Kompetensi absolut peradilan agama mengenai perkara ekonomi syariah sebagaimana tercantum dalam Undang-undang Nomor 3 Tahun 2006 menunjukkan bahwa tatkala perbuatan atau kegiatan usaha yang dilaksanakan berdasarkan prinsip syariah terdapat sengketa maka muara penyelesaian sengketa secara litigasi adalah menjadi kompetensi peradilan agama. Adapun penyelesaian melalui non-litigasi dapat dilakukan melalui lembaga arbitrase dalam hal ini Basyarnas (Badan Arbitrase Syariah Nasional) dan alternatif penyelesaian sengketa dengan memperhatikan ketentuan dalam Undang-undang Nomor 30 Tahun 1999 tentang Arbitrase dan Alternatif Penyelesaian Sengketa (APS), dengan tetap berpegang pada prinsip-prinsip syariah. Persoalan yang muncul kemudian adalah tatkala Undang-undang Nomor 21 Tahun 2008 tentang Perbankan Syariah memberikan kompetensi atau kewenangan kepada Pengadilan dalam lingkungan peradilan umum untuk menyelesaikan sengketa perbankan syariah. Pasal 55 (1) Penyelesaian perbankan syariah dilakukan oleh pengadilan dalam lingkungan peradilan agama. (2) Dalam hal para pihak telah memperjanjikan penyelesaian sengketa selain sebagaimana dimaksud pada ayat (1), penyelesaian sengketa dilakukan sesuai dengan isi akad. (3) Penyelesaian sengketa sebagaimana dimaksud pada ayat (2) tidak boleh bertentangan dengan prinsip syariah. Penjelasan Pasal 55 ayat (2) menyebutkan bahwa yang dimaksud dengan “penyelesaian sengketa dilakukan sesuai dengan isi akad” adalah upaya sebagai berikut: a. musyawarah; b. mediasi perbankan; c. melalui Badan Arbitrase Syariah Nasional (Basyarnas) atau lembaga arbritase lain; dan/atau d. melalui pengadilan dalam lingkungan peradilan umum.

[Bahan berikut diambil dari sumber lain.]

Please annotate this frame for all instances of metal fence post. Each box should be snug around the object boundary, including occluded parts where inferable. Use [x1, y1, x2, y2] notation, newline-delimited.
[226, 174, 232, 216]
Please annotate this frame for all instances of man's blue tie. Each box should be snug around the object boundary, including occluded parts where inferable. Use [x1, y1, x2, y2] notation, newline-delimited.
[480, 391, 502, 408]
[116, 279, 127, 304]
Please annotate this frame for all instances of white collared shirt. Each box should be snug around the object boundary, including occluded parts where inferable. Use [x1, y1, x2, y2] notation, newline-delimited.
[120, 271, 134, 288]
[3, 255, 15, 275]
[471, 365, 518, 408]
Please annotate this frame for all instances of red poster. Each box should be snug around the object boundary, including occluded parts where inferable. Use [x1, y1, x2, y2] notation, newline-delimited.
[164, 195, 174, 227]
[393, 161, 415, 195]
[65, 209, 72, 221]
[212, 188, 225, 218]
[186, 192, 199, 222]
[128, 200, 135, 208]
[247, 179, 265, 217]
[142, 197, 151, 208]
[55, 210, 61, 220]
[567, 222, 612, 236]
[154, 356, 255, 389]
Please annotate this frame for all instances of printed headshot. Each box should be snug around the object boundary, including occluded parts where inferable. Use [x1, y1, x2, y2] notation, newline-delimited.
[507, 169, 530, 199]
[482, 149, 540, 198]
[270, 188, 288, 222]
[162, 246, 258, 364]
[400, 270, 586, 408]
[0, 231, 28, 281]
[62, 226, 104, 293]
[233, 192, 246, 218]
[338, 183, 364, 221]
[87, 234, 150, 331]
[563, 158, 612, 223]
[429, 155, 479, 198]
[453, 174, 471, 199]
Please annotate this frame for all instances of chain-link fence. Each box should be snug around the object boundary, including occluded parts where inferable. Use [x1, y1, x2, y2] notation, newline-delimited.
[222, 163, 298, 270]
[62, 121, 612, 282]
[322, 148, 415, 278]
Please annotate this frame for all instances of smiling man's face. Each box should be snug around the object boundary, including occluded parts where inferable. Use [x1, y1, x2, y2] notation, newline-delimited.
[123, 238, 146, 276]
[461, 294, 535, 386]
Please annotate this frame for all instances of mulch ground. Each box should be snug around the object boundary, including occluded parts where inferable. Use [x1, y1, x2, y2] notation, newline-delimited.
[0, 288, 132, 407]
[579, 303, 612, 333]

Ketentuan Pasal 55 ayat (2) beserta penjelasannya tersebut menunjukkan adanya reduksi kompetensi absolut peradilan agama di bidang perbankan syariah. Peradilan agama yang berdasarkan Undang-undang Nomor 3 tahun 2006 mempunyai kompetensi menangani perkara ekonomi syariah yang di dalamnya termasuk perkara perbankan syariah ternyata dikurangi oleh perangkat hukum lain yang notabene sebenarnya dimaksudkan untuk memudahkan penanganan perkara ekonomi syariah, khususnya di bidang perbankan syariah. Adanya kompetensi peradilan dalam lingkungan peradilan agama dan peradilan umum dalam bidang perbankan syariah selain menunjukkan adanya reduksi juga mengarah pada dualisme kompetensi mengadili oleh dua lembaga litigasi, sekalipun kompetensi yang diberikan kepada peradilan umum adalah terkait isi suatu akad, khususnya mengenai choice of forum atau choice of yurisdiction. Dalam sejarah kompetensi peradilan agama, pernah berlangsung ketentuan tentang pilihan hukum (choice of law) dalam perkara kewarisan. Dalam Penjelasan Umum Undang-undang Nomor 7 Tahun 1989 disebutkan bahwa bidang kewarisan adalah mengenai penentuan siapa-siapa yang menjadi ahli waris, penentuan harta peninggalan, penentuan bagian masing-masing ahli waris, dan pelaksanaan pembagian harta peninggalan tersebut, bilamana pewarisan tersebut berdasarkan hukum Islam. Sehubungan dengan hal tersebut, para pihak sebelum berperkara dapat mempertimbangkan untuk memilih hukum apa yang akan dipergunakan dalam pembagian warisan. Ketentuan ini kemudian dihapus dengan keberadaan Undang-undang Nomor 3 Tahun 2006. Ketentuan Pasal 55 ayat (2) jika dipahami berdasarkan teori hukum perjanjian, maka ketentuan tersebut adalah terkait adanya asas kebebasan berkontrak. Islam memberikan kebebasan kepada para pihak untuk melakukan suatu perikatan. Bentuk isi perikatan tersebut ditentukan oleh para pihak. Apabila telah disepakati bentuk dan isinya, maka perikatan para pihak yang menyepakatinya dan harus dilaksanakan segala hak dan kewajibannya. Namun kebebasan ini tidak absolut. Sepanjang tidak bertentangan dengan syariah Islam, maka perikatan tersebut boleh dilaksanakan.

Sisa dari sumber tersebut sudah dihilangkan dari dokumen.